# Shooting Catfish in Georgia UPDATE!!



## BigSwole

I dont know how yall feel about it. I personally think we should be able to take a few catfish for the supper table.

I submitted a letter/email hoping i could at least fet it discussed where we might have a chance. I urge you to do the same if you feel like we should.

Click here. It takes just a minute.

www.georgiawildlife.com/node/2738 


Thanks, hopefully we could be allowed a couple for the table!


----------



## watermedic

You can on the Savannah River and the lakes that include it.


----------



## BigSwole

I know, i was referring to the rest of the states waters


----------



## 1gr8bldr

Here in NC we can shoot catfish. I only do it about once a year to keep others from seeing how I do it


----------



## Hard Core

DONE IT! Let me know if there is any way I can help in this matter. Thank you for taking your time for this.


----------



## BigSwole

Thanks hard core,

I dont live close enough to attend any of the meetings being held. If you know anyone thats close and they have the free time see if they could go.

Once again thank you


----------



## Michael

I too have already sent a letter to the DNR requesting they allow the taking of catfish in all rivers and lakes in GA and not just those on the Savannah River basin


----------



## Bowfishin93

Sent my letter.


----------



## Michael

It's always nice to have a few fish in the barrel that end up in the frying pan


----------



## BigSwole

Thanks everyone! Tell anyone you may know to send thr letter.

The more we send the better chance we stand!


----------



## BigSwole

Come on guys, lets send some more emails to em.

We cant get things accomplished without speaking up!


----------



## BigSwole

WE ARE MAKING PROGRESS. KEEP SENDING YOUR EMAILS!!!!!
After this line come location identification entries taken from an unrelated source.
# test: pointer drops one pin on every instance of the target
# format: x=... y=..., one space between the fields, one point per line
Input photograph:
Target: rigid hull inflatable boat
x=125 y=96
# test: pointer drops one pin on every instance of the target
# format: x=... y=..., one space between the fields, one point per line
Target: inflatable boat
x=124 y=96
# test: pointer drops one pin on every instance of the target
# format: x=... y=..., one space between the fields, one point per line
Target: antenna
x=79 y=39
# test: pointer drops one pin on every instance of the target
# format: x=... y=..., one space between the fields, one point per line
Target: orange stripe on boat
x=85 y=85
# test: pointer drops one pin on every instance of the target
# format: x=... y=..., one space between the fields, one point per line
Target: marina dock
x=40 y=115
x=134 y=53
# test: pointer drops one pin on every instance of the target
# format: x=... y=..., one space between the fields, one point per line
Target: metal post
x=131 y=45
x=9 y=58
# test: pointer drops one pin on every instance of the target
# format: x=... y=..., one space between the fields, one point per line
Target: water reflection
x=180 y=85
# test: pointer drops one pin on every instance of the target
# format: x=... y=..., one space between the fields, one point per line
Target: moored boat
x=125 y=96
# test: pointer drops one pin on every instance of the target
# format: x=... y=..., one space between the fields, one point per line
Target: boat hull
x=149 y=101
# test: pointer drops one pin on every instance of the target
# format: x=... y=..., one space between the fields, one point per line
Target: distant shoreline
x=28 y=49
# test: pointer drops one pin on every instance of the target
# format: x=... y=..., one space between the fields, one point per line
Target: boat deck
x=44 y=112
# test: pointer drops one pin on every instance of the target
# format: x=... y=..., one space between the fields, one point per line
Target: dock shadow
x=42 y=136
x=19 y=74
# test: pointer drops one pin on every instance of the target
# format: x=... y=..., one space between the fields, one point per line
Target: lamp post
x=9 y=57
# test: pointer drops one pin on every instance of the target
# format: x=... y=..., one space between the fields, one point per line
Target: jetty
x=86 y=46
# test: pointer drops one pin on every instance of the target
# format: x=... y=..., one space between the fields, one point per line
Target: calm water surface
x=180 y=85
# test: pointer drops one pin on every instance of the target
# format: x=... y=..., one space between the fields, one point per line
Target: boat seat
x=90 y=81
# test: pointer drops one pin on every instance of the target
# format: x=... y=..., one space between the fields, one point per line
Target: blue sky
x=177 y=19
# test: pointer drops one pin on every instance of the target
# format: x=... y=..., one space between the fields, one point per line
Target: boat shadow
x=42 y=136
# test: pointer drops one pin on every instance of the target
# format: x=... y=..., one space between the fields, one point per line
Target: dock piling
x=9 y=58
Thank yall. Please send more and have everyone else send some.


----------



## BigSwole

My response to the above email



Mr. Weller,

Thank you for the response. I have spoken to many individuals about this subject and am getting a very uniform positive response from everyone regarding the matter. If there is anything I can assist with whether it be getting a petition signed by X amount of supporters, attending a meeting, or anything that may help us get this changed please feel free to contact me direct per my contact information below.

As stated in my other email, I believe the State of Georgia has nothing to lose by allowing the harvesting of catfish in all waters in Georgia. Also, I believe that if catfish were allowed to be taken, the amount of people who bowfish would increase and the state would benefit from every aspect.

With 

1) More liscense sales = more revenue.
      a) Higher revenue doesnt even need an explanation of how it would help.

2) More bowfishing partys = more invasive species taken out of Georgia's waters.
     a) With a decline in invasive species the ecosystem will continue to improve, something every outdoor enthusiast would appreciate.
     b) With an improvement in the ecosystem due to the increase of invasive species removed from Ga waters highly sought after gamefish will thrive and have a higher reproduction rate thus people will spend more time fishing for game fish which will equal to more revenue {see 1a}.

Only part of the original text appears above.